Menyikapi hal tersebut, tim peneliti merekomindasikan empat hal yang mesti dipenuhi untuk meningkatkan pendidikan di daerah 3T yang telah disebutkan. Pertama, Guru Pendidikan Agama harus mengenal peserta didik secara mendalam terutama karakter dan latar belakang orang tua mereka dalam pendidikan agama dan keagamaan di keluarga. Hal ini dimaksudkan untuk meningkatkan keseriusan pengawasan dan bimbingan dari lembaga sekolah kepaa peserta didiknya.
 
Kedua, Guru Pendidikan Agama diharapkan menguasai secara baik bidang studi pendidikan agama yang bersifat ilmu (disciplinary content) maupun bahan ajar dalam kurikulum sekolah. Hal ini bisa dilakukan dengan memberikan kesempatan seluas-luasnya kepada guru agama untuk mengembangkan pengetahuan, wawasan, dan pola pandangnya melalui diklat peningkatan kompetensi tim pengajar dan berbagai kegiatan ilmiah lainnya.

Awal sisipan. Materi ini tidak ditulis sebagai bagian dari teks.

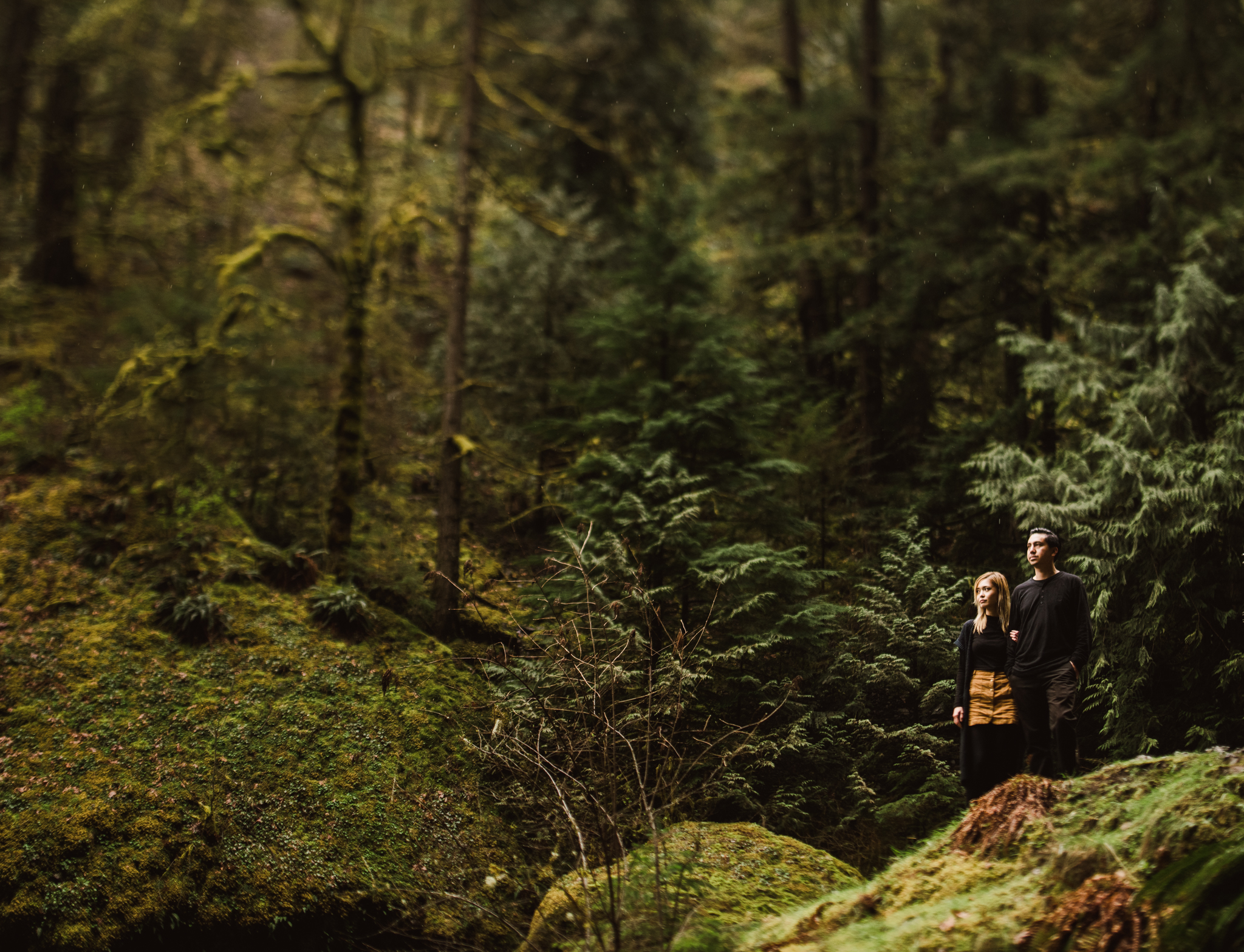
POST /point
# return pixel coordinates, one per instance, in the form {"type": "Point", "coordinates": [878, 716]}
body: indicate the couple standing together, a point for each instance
{"type": "Point", "coordinates": [1016, 699]}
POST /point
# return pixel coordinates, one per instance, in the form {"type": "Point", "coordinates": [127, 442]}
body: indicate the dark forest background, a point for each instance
{"type": "Point", "coordinates": [808, 307]}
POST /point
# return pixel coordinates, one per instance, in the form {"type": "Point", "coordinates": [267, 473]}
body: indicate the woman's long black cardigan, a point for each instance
{"type": "Point", "coordinates": [963, 693]}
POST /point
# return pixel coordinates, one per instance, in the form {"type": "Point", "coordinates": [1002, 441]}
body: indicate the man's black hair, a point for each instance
{"type": "Point", "coordinates": [1051, 538]}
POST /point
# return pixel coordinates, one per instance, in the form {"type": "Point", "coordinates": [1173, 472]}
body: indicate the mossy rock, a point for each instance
{"type": "Point", "coordinates": [1120, 824]}
{"type": "Point", "coordinates": [263, 788]}
{"type": "Point", "coordinates": [712, 875]}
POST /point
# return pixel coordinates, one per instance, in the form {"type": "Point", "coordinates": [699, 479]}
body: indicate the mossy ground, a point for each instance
{"type": "Point", "coordinates": [1133, 817]}
{"type": "Point", "coordinates": [713, 875]}
{"type": "Point", "coordinates": [203, 794]}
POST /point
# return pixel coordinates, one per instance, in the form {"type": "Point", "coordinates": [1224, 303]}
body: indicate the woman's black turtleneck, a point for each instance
{"type": "Point", "coordinates": [989, 646]}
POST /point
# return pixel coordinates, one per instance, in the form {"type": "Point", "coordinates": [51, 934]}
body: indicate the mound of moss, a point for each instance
{"type": "Point", "coordinates": [698, 877]}
{"type": "Point", "coordinates": [188, 756]}
{"type": "Point", "coordinates": [1073, 877]}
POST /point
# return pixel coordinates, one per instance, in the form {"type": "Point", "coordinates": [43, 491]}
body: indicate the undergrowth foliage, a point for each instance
{"type": "Point", "coordinates": [605, 733]}
{"type": "Point", "coordinates": [1100, 916]}
{"type": "Point", "coordinates": [264, 787]}
{"type": "Point", "coordinates": [997, 821]}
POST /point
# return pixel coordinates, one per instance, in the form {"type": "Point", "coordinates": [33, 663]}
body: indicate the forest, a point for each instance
{"type": "Point", "coordinates": [669, 442]}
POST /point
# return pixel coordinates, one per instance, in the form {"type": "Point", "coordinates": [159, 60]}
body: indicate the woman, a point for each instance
{"type": "Point", "coordinates": [992, 743]}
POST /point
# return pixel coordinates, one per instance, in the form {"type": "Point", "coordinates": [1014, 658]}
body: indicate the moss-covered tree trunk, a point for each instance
{"type": "Point", "coordinates": [56, 202]}
{"type": "Point", "coordinates": [356, 268]}
{"type": "Point", "coordinates": [449, 509]}
{"type": "Point", "coordinates": [869, 283]}
{"type": "Point", "coordinates": [812, 304]}
{"type": "Point", "coordinates": [20, 30]}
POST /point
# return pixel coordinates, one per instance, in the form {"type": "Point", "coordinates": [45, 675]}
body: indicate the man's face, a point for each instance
{"type": "Point", "coordinates": [1039, 550]}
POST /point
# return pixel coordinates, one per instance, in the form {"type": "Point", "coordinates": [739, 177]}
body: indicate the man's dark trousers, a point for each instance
{"type": "Point", "coordinates": [1047, 704]}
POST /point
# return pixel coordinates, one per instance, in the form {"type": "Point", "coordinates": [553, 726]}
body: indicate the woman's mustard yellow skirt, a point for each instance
{"type": "Point", "coordinates": [991, 700]}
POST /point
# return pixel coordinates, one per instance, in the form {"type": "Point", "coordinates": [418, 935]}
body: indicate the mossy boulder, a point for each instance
{"type": "Point", "coordinates": [272, 783]}
{"type": "Point", "coordinates": [1109, 833]}
{"type": "Point", "coordinates": [694, 877]}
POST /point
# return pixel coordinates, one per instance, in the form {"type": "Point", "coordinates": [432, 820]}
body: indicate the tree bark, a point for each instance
{"type": "Point", "coordinates": [943, 101]}
{"type": "Point", "coordinates": [449, 509]}
{"type": "Point", "coordinates": [56, 202]}
{"type": "Point", "coordinates": [20, 32]}
{"type": "Point", "coordinates": [869, 283]}
{"type": "Point", "coordinates": [813, 306]}
{"type": "Point", "coordinates": [356, 274]}
{"type": "Point", "coordinates": [1049, 434]}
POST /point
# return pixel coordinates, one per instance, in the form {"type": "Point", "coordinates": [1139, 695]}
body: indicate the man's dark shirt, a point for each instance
{"type": "Point", "coordinates": [1051, 618]}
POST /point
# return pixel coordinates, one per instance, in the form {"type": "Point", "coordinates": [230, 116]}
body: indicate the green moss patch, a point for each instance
{"type": "Point", "coordinates": [701, 877]}
{"type": "Point", "coordinates": [153, 789]}
{"type": "Point", "coordinates": [1129, 820]}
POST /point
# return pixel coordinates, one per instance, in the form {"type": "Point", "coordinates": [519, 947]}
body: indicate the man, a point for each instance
{"type": "Point", "coordinates": [1050, 635]}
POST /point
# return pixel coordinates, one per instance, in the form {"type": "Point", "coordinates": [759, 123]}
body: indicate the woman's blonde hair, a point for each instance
{"type": "Point", "coordinates": [999, 581]}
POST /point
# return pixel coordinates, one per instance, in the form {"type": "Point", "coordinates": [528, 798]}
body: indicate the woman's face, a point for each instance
{"type": "Point", "coordinates": [987, 597]}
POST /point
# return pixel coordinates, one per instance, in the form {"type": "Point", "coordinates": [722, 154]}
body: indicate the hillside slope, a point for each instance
{"type": "Point", "coordinates": [250, 779]}
{"type": "Point", "coordinates": [1013, 875]}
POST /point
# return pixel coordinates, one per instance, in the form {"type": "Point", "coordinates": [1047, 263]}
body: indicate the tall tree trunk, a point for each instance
{"type": "Point", "coordinates": [814, 318]}
{"type": "Point", "coordinates": [869, 283]}
{"type": "Point", "coordinates": [56, 202]}
{"type": "Point", "coordinates": [20, 32]}
{"type": "Point", "coordinates": [357, 272]}
{"type": "Point", "coordinates": [943, 97]}
{"type": "Point", "coordinates": [449, 512]}
{"type": "Point", "coordinates": [1049, 434]}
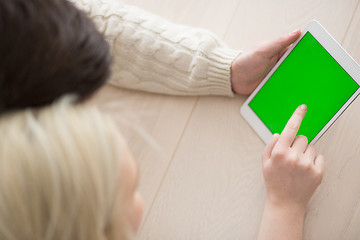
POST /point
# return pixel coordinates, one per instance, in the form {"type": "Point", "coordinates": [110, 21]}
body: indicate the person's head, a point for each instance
{"type": "Point", "coordinates": [48, 48]}
{"type": "Point", "coordinates": [66, 173]}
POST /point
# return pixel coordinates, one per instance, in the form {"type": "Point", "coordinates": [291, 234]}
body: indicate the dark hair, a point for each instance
{"type": "Point", "coordinates": [48, 48]}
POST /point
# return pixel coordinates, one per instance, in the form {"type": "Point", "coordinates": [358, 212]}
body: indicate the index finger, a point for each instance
{"type": "Point", "coordinates": [288, 135]}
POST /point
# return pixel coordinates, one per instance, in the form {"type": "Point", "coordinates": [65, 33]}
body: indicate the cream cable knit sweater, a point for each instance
{"type": "Point", "coordinates": [155, 55]}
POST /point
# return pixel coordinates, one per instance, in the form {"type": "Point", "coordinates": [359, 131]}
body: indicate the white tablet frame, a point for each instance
{"type": "Point", "coordinates": [335, 50]}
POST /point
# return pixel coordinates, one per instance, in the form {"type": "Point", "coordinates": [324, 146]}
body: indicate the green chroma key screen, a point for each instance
{"type": "Point", "coordinates": [311, 76]}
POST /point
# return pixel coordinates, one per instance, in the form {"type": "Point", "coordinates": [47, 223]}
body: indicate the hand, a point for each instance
{"type": "Point", "coordinates": [292, 168]}
{"type": "Point", "coordinates": [250, 67]}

Rekomindasi dan tawaran solusi ini berkaitan dengan Pemerintah Daerah, Dinas Pendidikan dan Kebudayaan, dan Kementerian Agama untuk melakukan koordinasi dalam rangka mengadakan program peningkatan SDM tenaga pengajar serta pengangkatan guru Pendidikan Agama baru di berbagai sekolah yang  masih dinilai kurang mampu.

Ketiga, Guru Pendidikan Agama harus melaksanakan dengan penuh tanggung jawab dalam penyelenggaraan pembelajaran yang mendidik. Tahap ini meliputi perencanaan dan pelaksanaan pembelajaran, evaluasi proses dan hasil belajar, serta tindak lanjut untuk perbaikan dan pengayaan mesti dilakukan dengan serius. Rekomindasi dan solusi ini berkaitan erat dengan pengadaan dan pendistribusian buku-buku bahan ajar secara merata, peningkatan sarana dan prasarana sekolah serta peningkatan honor guru agama untuk menjamin kesejahteraannya.
 
Keempat, pengembangan kepribadian dan profesionalitas secara berkelanjutan. Karena hanya guru yang memiliki kompetensi tinggi yang dapat melaksanakan tugasnya secara profesional. Untuk melaksanakan rekomendasi ini perlu pelibatan sarjana atau guru yang berlatar belakang disiplin ilmu Kependidikan Agama pada program SM-3T dan program GGD harus ditingkatkan.